I decided to go to the WalMart clinic as close and convenient, after my docs set up their own clinic.
Appt at 930 am. I arrive on time.
Fill out new paperwork.
Take the tests, etc, etc.
Talk to VERY young new person doing tests.
Sit in the exam room. sit. Sit. Sit. Sit.
I watch the elderly and gentlemanly doc potter back and forth from his 8:30 appointmentee, and finally finish up at 1030 AM. And go on pottering. Back and forth. The 1030 appt is now here. I haven’t even had a hello from the doc.
I wished the staff well and left.
Called my regular doc’s office and have a new appointment Monday.
I’ll probably end up with contacts AND reading glasses, and I don’t want that new prescription held hostage by this apparently nice but glacially slow fellow. I’ll drive the extra 3 miles to reach my old docs.

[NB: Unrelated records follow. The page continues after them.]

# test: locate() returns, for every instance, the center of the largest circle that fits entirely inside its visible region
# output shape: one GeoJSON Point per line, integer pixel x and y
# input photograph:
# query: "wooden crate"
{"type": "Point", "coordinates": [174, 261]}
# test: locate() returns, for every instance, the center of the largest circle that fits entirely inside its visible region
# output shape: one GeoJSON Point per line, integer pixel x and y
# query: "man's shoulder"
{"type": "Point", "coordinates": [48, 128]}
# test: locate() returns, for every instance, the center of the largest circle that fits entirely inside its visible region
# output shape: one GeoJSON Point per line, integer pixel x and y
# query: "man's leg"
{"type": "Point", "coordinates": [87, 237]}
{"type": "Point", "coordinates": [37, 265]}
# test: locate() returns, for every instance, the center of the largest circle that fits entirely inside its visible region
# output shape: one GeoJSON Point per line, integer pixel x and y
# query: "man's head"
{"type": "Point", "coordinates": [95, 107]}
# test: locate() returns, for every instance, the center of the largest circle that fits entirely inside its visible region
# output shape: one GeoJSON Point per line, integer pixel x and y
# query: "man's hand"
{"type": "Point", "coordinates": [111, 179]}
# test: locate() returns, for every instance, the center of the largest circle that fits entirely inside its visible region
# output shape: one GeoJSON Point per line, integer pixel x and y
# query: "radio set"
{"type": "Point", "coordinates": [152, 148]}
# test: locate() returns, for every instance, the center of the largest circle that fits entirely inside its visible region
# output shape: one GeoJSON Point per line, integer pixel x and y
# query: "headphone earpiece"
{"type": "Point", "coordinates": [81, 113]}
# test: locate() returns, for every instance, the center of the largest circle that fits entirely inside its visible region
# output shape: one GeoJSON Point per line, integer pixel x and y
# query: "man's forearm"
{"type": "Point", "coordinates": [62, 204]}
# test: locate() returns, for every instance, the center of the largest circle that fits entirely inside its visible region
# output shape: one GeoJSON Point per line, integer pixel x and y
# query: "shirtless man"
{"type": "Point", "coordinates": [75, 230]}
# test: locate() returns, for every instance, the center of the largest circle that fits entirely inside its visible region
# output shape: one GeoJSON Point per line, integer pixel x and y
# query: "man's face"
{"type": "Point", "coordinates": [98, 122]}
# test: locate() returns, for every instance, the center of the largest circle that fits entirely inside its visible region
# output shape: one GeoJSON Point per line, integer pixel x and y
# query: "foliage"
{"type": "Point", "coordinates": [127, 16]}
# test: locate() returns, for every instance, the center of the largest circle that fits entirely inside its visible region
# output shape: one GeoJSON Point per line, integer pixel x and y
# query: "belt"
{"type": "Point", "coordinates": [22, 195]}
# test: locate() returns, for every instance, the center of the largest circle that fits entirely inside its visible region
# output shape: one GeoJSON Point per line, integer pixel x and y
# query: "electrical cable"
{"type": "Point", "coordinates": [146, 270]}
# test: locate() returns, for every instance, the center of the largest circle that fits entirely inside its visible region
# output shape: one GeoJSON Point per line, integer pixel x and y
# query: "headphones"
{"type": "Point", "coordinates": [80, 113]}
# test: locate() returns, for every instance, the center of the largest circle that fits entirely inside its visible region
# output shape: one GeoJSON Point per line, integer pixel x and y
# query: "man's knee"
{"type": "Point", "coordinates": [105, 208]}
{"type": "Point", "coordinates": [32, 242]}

Had that happen once at the ophthalmologist, years ago. They apologized profusely for losing my appointment. (They were busy, I’ll grant that.)
I told my current optometrist that, since I would be paying out of pocket for my second set of glasses, I would be trying to be as inexpensive as possible. I would prefer to get them from her if she could beat Costco’s price. She did (gave me the frames at cost); win-win!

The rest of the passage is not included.